There are many things patients can and should do while waiting for a heart transplant, including:
- Carry a current medication list at all times so it is available to all care providers, such as doctors, nurses, pharmacists and dentists.
- Continue to exercise regularly to promote endurance and speed up recovery after transplant.
- Follow dietary guidelines.
- Carry a cell phone when not at home. The Penn transplant team needs to be able to contact patients on the waiting list at any time.
- Contact the transplant team immediately with changes in contact information, address, insurance plan, prescription plan or work/retirement/disability status.

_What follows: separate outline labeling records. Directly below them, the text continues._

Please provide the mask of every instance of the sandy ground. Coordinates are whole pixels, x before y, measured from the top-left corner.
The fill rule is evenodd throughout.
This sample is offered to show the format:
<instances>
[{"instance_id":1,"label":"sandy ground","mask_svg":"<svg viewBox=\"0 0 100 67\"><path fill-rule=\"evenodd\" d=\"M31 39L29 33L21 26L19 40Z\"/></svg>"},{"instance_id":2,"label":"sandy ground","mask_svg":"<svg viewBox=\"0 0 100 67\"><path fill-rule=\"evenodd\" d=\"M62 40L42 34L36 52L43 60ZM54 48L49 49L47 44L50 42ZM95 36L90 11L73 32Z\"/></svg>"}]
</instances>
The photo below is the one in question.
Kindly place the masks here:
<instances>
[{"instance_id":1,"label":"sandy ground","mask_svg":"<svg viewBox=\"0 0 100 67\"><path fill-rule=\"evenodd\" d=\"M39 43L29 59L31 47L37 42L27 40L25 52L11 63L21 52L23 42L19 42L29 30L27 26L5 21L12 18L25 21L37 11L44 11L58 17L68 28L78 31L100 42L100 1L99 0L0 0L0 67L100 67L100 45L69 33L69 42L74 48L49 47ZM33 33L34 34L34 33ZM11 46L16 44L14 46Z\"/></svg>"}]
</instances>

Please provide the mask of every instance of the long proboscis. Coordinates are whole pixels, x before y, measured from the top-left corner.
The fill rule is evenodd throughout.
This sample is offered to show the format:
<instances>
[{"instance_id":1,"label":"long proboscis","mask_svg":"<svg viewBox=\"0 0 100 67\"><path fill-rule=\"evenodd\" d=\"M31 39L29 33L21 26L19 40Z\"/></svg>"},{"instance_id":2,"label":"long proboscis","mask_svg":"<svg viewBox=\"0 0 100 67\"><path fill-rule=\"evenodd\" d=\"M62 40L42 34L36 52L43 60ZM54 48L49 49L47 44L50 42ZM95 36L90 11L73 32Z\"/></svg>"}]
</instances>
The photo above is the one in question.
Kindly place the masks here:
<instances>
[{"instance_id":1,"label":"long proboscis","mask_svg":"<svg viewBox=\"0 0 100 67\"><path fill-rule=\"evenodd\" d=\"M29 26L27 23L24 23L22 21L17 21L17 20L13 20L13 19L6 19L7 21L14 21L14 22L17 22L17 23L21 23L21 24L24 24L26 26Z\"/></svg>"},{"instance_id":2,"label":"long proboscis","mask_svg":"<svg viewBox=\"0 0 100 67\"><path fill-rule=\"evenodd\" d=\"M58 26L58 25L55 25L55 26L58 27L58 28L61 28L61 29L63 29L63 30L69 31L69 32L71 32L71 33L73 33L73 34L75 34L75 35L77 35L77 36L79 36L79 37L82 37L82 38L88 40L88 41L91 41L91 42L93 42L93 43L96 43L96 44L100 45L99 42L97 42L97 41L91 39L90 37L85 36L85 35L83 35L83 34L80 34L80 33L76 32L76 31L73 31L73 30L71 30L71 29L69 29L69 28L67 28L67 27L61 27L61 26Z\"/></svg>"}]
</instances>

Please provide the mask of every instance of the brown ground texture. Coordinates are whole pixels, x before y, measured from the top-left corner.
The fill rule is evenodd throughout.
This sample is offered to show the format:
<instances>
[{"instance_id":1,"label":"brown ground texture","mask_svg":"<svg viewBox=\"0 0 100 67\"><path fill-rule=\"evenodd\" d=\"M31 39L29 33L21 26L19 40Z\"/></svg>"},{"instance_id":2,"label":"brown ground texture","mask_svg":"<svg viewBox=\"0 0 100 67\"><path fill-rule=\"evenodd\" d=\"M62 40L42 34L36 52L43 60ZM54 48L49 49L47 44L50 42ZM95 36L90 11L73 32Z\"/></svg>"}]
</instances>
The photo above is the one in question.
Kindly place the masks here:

- Carry the transplant program phone number at all times in case of emergency or in the event that another care provider has a question for the transplant program.
- Find ways to manage the stress of waiting and coping with chronic illness in order to maintain a positive outlook.
- Notify the transplant program when not feeling well, if seen by another doctor and have medication changes or procedures, or within eight hours if admitted to the hospital.
- Set up an advanced directive.
- Set up a support group of family and friends to help post-surgery.
- Make arrangements for transportation to the hospital for transplant.
- Pack bags in advance, including a 24- to 48-hour supply of medication. If on intravenous medication, bring an extra IV bag of medicine.
- Become familiar with post-transplant care.
Getting the Call
When a suitable donor becomes available, the on-call coordinator calls the patient, who is told to refrain from eating or drinking and to come directly to the hospital admissions office at the Hospital of the University of Pennsylvania.
After getting the call that a donor organ is available, the patient should bring the following items with them to the hospital:
- Cell phone to be available for calls from the heart transplant program while in transit
- Medications and extra IV bag of medicine (if on IV medication)
- Medication list
- Insurance card
- Toiletries/slippers/robe (optional)
Upon arrival, the patient is admitted to the hospital room and the transplant team begins preparing for surgery. They complete paperwork, review medications, check vital signs and draw blood. Patients wait in their hospital room until it is time to go to the operating room.